Dar (ou não dar) matéria nova

27/03/2020

Pode-se ou não dar matéria nova neste período em que os alunos estão em casa...? Pode-se ou não alterar a ordem dos conteúdos, dar a volta ao texto, ao contexto, ao que acontece, ao que não acontece...


Confesso que não sei (nem quero saber) o que o Ministério diz, sabe ou quer saber sobre este assunto. Porque é um "não assunto". É que, como todos sabem, não se consegue ensinar coisa alguma só porque está na hora de se "dar" esta ou aquela matéria. E muito menos se consegue evitar que alguém aprenda o que quer que seja, só porque não é a hora certa ou porque isso não é permitido. Aprender não se obriga nem se proíbe. Ou melhor: quando se obriga, menos se aprende; quando se proíbe, mais apetece.


Aprender acontece em contexto, em interação. Múltiplos, inúmeros factores se conjugam (ou se desconjugam). Mas não é algo que se faça acontecer porque alguém diz ou alguém manda, porque se dá ou se tira. E, como a investigação tão bem demonstra, acontece quase sempre, muito mais de dentro para fora, do que de fora para dentro.

Deixem ver se com um exemplo eu me explico melhor.

Sou avô, sou psicóloga, trabalho com muitas crianças, difíceis ou em grande dificuldade. Mas também muito inteligentes e argutas. Surpreendem-me tantas vezes.

Esta questão da matéria nova fez-me recordar o que tantas vezes tenho ouvido dizer a crianças no primeiro ano: "esta letra aqui eu já sei, mas ainda não a dei". Dizem aquilo como quem me conta um segredo, algo de proibido.
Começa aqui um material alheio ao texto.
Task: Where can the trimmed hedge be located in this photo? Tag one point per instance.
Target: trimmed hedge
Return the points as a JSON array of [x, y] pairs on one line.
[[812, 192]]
Porque de algum modo sabem que não é permitido saber o que ainda não foi dado. E eu sorrio.

Tantas coisas nós lhes damos e eles não querem nem saber, tantas coisas eles descobrem e sabem, sem que seja preciso alguém lhes dar o que quer que seja. Mas é assim: temos uma escola centrada mais no que se dá, do que no que se recebe; mais centrada no que "não se pode" do que naquilo que já se sabe. E já se sabe que isso só serve para criar inúmeras dificuldades, dificuldades daquelas que não ajudam ninguém a aprender.

A foto que hoje aqui partilho já tem muitos anos, mas poderia ter dias ou apenas algumas horas... a que currículo se obriga um contexto assim?

Talvez este tempo de Escola em Casa (ou de casa sem escola) nos ajude a perceber que nenhum currículo se aplica de forma idêntica em todos os contextos e a todos os alunos, que nenhum currículo existe descontextualizado. O currículo é uma referência, é uma forma de dar consistência ao trabalho especializado, personalizado e inclusivo, de milhares de professores que todos os dias o humanizam, o concretizam. Não é um dogma nem letra de lei. Desenvolve-se e adapta-se a cada contexto, a cada caso. E neste caso, no mínimo, a cada CASA.